My lady rose with one-move elegance. I followed humbly to ironic cheers.
‘Get my car.’ The lady dropped keys into my palm.
‘Er, I’m banned, missus.’
Angrily she snatched the keys and walked to a Jaguar that waited sneering at the kerb.
‘I suppose I shall have to drive.’ And as I drew breath for a snappy response, she snarled, ‘And stop saying “er”. Men don’t dither.’
‘Er, right.’
The Jag’s journey took a millisec. We reached a night school, where myriads of tiny girls in ballet gear trooped and pirouetted. Noise filled a honeycomb of rooms thumping with piano, cellos, violins wailing. Infant musical genius was at work. Everybody we passed greeted my mentor with, ‘Good evening, Miss Farnacott.’ She swept into an office, flinging her hat aside. A secretary cleared off. I wasn’t the only one scared of the Winter Queen.
‘Sit.’
Like a dog. The door closed on the cacophony.
‘You insulted my father, Lovejoy.’ Those icy eyes fixed me. ‘You sent him into a decline. Your explanation?’
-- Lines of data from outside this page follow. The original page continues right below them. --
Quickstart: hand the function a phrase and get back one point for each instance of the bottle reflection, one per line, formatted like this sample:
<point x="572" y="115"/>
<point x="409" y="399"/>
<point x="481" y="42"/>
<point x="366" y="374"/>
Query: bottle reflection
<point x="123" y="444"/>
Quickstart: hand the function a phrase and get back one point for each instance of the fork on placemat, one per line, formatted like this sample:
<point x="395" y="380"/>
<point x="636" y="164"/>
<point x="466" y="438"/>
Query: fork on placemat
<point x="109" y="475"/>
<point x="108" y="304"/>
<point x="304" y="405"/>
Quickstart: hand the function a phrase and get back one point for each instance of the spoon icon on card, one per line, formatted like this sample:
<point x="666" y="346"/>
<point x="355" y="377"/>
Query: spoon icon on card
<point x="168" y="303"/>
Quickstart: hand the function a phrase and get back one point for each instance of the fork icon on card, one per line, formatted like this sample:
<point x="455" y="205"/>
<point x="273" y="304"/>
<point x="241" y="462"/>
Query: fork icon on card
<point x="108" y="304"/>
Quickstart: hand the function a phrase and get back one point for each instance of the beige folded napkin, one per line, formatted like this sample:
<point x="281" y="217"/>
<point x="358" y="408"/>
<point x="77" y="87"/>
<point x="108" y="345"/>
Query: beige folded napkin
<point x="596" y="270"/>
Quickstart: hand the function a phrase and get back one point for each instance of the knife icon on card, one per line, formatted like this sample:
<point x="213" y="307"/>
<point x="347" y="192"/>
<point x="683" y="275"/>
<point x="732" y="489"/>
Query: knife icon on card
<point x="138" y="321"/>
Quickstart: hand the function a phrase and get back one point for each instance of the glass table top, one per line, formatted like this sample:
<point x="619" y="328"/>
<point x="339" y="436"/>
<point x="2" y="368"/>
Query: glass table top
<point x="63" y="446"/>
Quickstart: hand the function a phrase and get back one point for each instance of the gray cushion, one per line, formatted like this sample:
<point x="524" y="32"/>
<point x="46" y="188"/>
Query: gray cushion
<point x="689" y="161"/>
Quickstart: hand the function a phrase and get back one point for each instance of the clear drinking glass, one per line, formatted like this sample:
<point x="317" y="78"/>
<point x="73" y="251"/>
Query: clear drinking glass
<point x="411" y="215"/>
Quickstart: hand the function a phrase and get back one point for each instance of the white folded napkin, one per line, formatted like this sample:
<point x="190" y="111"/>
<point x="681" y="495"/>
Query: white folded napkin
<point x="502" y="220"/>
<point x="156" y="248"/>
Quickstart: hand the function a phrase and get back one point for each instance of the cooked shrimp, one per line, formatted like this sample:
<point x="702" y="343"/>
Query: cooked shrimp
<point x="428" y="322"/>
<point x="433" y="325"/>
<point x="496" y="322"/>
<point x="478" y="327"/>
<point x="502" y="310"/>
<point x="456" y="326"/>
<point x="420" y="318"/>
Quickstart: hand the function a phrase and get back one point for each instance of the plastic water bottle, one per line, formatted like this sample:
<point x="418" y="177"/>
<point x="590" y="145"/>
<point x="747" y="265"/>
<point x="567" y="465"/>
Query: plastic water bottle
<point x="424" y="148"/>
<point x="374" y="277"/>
So far the week had been the pits. Prison, spe
ed-dating, Loony Laura’s marriage proposal, arrests, my robbery at Eastwold, problems from the auction, Paltry’s murder. The Free World had lost all allure. In fact, maybe prison had the edge. Now this Musical Avenger.
‘Erm, I don’t know your dad, missus.’ My only Farnacott was George from Hong Kong, who passed on years since. ‘If that’ll be all…’
‘Sit. You and that ignorant bint treated Father like a punkah wallah.’
Her mouth fascinated me. Fury made it a slit. Her eyes hooded. Wasn’t there a snake that did that, or was it an eagle in that Ratisbon poem? Her features were smooth. Even white with rage she was beautiful. What, twenty-eight, say? I hadn’t heard such out-dated slang for a generation.
‘Who was she, Lovejoy? Don’t try to protect her.’
Antiques dogma says never get between two warring women. Whoever Miss Farnacott meant, I didn’t give much for her chances. Hang on, I thought suddenly. Old Smethirst had been mistreated. Bint was lingua franca. Arabic, was it, for a female?
‘Sorry, missus, but I don’t know who you mean.’
She rocked back. Everybody else sags when they loll, but not Miss Farnacott. Her body stayed shapely. I sat up to match the room’s mood of subservience.
‘My father’s in hospital, Lovejoy. He had a heart attack after your visit to his workshop. Two things.’ She leant forward. I leant back.
No hesitation now. I wanted to escape with one bound. She honestly scared me. I could imagine her gazing at the sun, and the sun giving up from lack of nerve.
‘My father may seem like an old chickenwallah to your lunatic team, but he was once a gentleman of influence. Don’t treat him like a kutch-nay. Understand?’
What the hell was she saying? I got the general idea. Her dad was a gent. I said, ‘Yes, Miss Farnacott.’ Kutchnay was old soldier’s slang for a nobody. Hindi?
‘Two: My father stays out of your mad scheme.’
‘Yes, Miss Farnacott.’
Those terrible eyes saw I was crushed and saw that it was good. ‘No evil touches Father, or I shall have you hunted down by pig-stickers. You can go.’